Diffuse reflectance-based femtosecond stimulated Raman spectroscopy of opaque systems

Raman spectroscopy is a non-invasive and non-destructive technique that obtains vibrational information of a system but is notorious for producing small signals. By measuring the vibrational spectrum of a system through femtosecond stimulated Raman spectroscopy (FSRS), we can measure the detailed ultrafast structural dynamics of the system upon photoexcitation. Additionally, stimulated Raman scattering (SRS) is known to greatly increase the magnitude of detected signal relative to traditional spontaneous Raman spectroscopy. However, typical FSRS experiments require transparent samples. To overcome this limitation, we adjusted the collection optics used in traditional FSRS experiments to collect a diffusely reflected probe pulse as it scattered off opaque, turbid samples.
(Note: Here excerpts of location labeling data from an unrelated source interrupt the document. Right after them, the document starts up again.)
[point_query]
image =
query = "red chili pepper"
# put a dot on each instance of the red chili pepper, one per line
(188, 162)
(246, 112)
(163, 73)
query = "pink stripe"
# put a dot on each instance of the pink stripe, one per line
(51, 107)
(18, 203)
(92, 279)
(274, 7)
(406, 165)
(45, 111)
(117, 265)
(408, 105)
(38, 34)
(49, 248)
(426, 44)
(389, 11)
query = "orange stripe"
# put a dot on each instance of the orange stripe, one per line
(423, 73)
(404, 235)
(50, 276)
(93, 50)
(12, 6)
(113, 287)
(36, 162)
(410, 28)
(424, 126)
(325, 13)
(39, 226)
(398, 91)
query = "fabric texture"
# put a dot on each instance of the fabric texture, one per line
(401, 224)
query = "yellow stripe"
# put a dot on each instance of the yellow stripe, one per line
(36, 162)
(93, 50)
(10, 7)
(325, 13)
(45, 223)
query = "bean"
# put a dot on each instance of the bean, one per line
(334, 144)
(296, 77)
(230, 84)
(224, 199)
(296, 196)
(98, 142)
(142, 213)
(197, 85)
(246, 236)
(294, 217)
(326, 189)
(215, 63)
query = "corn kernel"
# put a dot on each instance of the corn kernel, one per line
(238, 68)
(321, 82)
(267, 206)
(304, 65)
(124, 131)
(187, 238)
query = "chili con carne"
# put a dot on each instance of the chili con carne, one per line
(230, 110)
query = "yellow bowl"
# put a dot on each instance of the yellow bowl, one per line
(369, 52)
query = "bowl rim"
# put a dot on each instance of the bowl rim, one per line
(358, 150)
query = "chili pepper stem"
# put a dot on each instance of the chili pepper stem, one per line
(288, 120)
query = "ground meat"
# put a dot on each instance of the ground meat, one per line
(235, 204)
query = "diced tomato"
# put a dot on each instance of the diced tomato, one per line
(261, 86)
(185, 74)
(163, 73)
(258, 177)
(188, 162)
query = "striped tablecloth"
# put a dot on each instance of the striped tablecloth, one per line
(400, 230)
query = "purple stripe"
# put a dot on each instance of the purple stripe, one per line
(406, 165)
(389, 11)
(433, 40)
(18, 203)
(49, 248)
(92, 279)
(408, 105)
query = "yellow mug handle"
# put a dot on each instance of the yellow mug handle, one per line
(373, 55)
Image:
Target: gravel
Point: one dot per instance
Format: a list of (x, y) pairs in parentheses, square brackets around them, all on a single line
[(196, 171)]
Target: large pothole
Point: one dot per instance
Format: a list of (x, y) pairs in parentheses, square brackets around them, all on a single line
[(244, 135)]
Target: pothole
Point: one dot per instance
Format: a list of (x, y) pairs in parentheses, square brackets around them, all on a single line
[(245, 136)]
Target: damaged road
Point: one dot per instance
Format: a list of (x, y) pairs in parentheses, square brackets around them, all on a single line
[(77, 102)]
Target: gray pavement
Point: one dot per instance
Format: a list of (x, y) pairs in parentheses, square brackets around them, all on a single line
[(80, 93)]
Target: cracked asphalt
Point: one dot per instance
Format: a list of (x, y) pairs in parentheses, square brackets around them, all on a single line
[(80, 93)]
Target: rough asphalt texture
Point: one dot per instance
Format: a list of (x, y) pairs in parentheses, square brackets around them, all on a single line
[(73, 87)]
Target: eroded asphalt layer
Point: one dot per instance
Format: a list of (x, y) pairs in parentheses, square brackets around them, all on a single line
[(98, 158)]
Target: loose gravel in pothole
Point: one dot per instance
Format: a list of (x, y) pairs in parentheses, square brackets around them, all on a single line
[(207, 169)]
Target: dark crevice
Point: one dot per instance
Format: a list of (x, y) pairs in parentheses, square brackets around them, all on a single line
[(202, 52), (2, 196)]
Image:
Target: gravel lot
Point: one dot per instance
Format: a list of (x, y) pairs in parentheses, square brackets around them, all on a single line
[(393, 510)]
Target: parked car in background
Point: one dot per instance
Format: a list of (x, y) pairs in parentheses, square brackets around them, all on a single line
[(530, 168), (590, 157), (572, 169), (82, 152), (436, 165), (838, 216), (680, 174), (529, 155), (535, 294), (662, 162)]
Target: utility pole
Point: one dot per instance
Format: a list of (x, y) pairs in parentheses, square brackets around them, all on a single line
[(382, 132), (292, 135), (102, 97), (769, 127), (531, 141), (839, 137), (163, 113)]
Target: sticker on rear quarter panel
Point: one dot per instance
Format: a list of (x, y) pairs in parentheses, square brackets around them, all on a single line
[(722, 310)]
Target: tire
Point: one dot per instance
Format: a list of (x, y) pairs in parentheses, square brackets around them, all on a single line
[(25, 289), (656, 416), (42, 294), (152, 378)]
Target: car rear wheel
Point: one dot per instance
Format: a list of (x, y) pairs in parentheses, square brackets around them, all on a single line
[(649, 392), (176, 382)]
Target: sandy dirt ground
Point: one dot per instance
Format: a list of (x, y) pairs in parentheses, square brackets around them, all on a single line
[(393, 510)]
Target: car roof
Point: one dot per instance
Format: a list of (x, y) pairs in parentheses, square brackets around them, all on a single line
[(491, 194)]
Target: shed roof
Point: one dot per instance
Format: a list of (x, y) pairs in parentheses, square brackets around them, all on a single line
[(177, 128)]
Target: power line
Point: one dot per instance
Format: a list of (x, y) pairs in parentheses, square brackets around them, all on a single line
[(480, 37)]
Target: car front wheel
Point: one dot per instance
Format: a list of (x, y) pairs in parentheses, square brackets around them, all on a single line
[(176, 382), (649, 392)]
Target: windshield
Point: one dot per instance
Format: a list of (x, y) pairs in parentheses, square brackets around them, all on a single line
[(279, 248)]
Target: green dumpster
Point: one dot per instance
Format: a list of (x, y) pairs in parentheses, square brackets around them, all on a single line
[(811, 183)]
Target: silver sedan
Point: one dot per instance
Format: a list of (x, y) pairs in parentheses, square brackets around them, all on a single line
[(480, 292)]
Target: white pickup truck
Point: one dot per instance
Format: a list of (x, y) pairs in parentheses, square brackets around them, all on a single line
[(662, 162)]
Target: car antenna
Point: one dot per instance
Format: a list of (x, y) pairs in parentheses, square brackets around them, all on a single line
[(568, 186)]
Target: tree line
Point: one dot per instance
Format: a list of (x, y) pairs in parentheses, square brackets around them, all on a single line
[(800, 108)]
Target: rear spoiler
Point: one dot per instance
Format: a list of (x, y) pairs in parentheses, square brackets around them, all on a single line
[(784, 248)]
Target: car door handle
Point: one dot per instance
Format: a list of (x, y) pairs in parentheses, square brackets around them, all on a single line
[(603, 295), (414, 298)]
We collected the ground-state stimulated Raman spectra of 12.5% (v:v) ethanol in a 1% intralipid solution and cyclohexane-intercalated poly(tetrafluoroethylene) microbeads. Further, we characterized the SRS signal obtained by comparing the signal intensity and incident pump-probe polarization dependence of the data collected using both traditional FSRS and diffuse reflectance-based FSRS (drFSRS). While the initial drFSRS experiments focused on obtaining the ground-state Raman spectrum of several opaque systems, improvements to drFSRS could allow for the measurement of ultrafast structural dynamics of opaque systems.